30-60-90 Polypuzzle
Can you re-arrange the pieces of the puzzle to form a rectangle by sliding the pieces without rotating them? Now can you re-arrange the pieces to form an equilateral triangle by flipping the pieces numbered $2$ and $5$ and moving them into new positions?
You can assume that pieces $1$ and $5$ each have a side of length one unit, that the pieces as shown form a perfect square of area one square unit and that they do fit together to form a perfect equilateral triangle of the same area.
Calculate the length $t$ of the edge of piece $3$ and then calculate the lengths of all the other edges giving answers correct to $3$ significant figures. You can use the interactivity below to explore how the pieces fit together.

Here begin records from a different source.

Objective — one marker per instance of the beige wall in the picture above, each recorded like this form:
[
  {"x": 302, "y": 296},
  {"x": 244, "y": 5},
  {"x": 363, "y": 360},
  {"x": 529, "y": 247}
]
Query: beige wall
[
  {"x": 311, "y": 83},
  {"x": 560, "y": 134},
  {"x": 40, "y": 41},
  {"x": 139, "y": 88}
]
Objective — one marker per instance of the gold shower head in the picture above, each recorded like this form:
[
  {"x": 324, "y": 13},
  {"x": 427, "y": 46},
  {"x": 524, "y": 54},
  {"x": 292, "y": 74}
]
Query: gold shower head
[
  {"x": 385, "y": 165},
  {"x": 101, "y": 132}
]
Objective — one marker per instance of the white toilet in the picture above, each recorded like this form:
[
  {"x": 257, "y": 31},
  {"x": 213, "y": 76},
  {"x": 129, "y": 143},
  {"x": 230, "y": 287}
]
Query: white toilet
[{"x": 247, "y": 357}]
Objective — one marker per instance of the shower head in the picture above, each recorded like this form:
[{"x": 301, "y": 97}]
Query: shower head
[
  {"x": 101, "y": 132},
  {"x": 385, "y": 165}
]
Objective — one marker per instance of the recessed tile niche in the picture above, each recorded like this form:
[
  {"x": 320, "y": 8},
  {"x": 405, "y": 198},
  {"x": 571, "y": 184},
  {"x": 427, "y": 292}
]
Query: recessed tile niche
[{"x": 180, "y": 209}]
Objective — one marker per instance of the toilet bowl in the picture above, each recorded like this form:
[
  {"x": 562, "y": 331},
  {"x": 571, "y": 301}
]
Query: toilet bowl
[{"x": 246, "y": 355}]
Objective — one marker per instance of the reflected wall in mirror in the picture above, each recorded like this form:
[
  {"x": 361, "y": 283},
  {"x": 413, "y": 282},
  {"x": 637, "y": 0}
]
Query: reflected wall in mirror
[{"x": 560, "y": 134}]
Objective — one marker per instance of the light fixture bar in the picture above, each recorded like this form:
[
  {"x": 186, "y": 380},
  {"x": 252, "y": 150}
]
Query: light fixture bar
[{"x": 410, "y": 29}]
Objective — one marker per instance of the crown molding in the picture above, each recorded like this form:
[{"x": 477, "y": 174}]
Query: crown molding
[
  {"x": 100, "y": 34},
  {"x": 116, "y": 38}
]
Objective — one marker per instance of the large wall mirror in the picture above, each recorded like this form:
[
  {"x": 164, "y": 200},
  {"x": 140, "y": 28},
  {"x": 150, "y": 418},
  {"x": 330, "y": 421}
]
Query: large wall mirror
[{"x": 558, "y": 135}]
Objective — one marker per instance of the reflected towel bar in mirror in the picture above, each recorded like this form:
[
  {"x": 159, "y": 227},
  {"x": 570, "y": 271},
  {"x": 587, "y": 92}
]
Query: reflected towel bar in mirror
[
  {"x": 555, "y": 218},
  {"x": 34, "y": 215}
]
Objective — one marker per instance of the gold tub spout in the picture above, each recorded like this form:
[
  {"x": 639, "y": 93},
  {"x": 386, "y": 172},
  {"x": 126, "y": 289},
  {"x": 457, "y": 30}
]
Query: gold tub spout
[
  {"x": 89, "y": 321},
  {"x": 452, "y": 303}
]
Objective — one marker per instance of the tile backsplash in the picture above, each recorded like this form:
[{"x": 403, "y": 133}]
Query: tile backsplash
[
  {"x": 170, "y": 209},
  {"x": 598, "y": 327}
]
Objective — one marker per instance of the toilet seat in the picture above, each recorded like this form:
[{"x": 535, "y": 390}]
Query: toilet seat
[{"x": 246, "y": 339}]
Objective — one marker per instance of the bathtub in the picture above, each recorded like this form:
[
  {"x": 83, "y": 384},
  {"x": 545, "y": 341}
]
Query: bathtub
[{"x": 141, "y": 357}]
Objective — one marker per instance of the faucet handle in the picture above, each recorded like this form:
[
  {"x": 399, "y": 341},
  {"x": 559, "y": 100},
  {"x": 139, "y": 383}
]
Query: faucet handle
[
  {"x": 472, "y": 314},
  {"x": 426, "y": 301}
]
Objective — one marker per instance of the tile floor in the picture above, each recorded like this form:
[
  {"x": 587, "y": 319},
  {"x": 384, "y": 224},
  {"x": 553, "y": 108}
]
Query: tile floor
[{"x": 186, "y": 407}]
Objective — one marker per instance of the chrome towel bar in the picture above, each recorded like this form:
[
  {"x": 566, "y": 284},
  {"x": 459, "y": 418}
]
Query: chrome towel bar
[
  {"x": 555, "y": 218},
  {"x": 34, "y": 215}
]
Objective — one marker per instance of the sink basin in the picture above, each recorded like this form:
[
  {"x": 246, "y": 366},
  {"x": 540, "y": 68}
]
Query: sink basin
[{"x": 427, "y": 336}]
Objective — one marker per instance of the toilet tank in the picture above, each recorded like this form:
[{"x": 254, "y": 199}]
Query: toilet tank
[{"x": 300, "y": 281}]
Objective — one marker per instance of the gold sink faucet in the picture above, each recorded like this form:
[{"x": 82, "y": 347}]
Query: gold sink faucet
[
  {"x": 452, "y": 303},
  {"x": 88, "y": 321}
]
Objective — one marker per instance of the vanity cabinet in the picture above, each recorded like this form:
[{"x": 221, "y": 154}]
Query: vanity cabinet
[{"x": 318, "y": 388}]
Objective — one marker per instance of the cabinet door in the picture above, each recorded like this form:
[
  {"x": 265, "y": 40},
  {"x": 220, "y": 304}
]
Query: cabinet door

Finding the lengths depends on using the ratio for the sides of a 30-60-90 triangle as the name of the problem suggests. Below the diagrams show how to take the pieces which make a square of unit area and fit the pieces together to make an equilateral triangle of the same area with side $2t$ and knowing this you can calculate $t$. The way pieces fit together gives you that $p=t$ and the rest is up to you!
You can calculate the length '$t$' knowing the area of the equilateral triangle. Pythagoras theorem and the sine rule can be used in finding the other lengths.
![30-60-90 Polypuzzle 30-60-90 Polypuzzle](/sites/default/files/styles/large/public/thumbnails/content-02-05-15plus1-rectangle.gif?itok=o9YGx9G1)
![30-60-90 Polypuzzle 30-60-90 Polypuzzle](/sites/default/files/styles/large/public/thumbnails/content-02-05-15plus1-triangle.gif?itok=05as4z4-)
Teresa solved this problem, using this hints we gave:
The area of the equilateral triangle is $1=\frac{1}{2}\times(2t)^2\times\sin 60^{\circ}$ so $t^2=\frac{1}{\sqrt{3}}$, so $t=\frac{1}{\sqrt[4]{3}}\approx 0.760$.
We know that $p=t$ and $q=1-t$, so $p\approx 0.760$ and $q\approx 0.240$.
The height of the equilateral triangle is $1+s=t\sqrt{3}$ so $s\approx 0.316$.
We can use Pythagoras' Theorem to find $m$: $m^2=s^2+(1-t)^2\approx 0.156$, so $m\approx 0.397$.
Now we can work out $\theta$: $\tan\theta=\frac{1-t}{s}\approx 0.760$, so $\theta\approx 37.2^{\circ}$.
From the sine rule, we have $\frac{u}{\sin 30^{\circ}}=\frac{1}{\sin(150-\theta)}$, so $u=\frac{1}{2\sin(150-\theta)}\approx 0.542$.
Also from the sine rule, $n=\frac{\sin\theta}{\sin(150-\theta)}\approx 0.656$.
By looking at the longest line across the square, we have $\frac{1}{m+u+v}=\cos\theta$, so $v=\frac{1}{\cos\theta}-m-u\approx 0.317$.
By looking at the rectangle and considering the diagonal, we see that $(r+n)^2=(1+s)^2+t^2$, so $r=\sqrt{(1+s)^2+t^2}-n\approx 0.864$.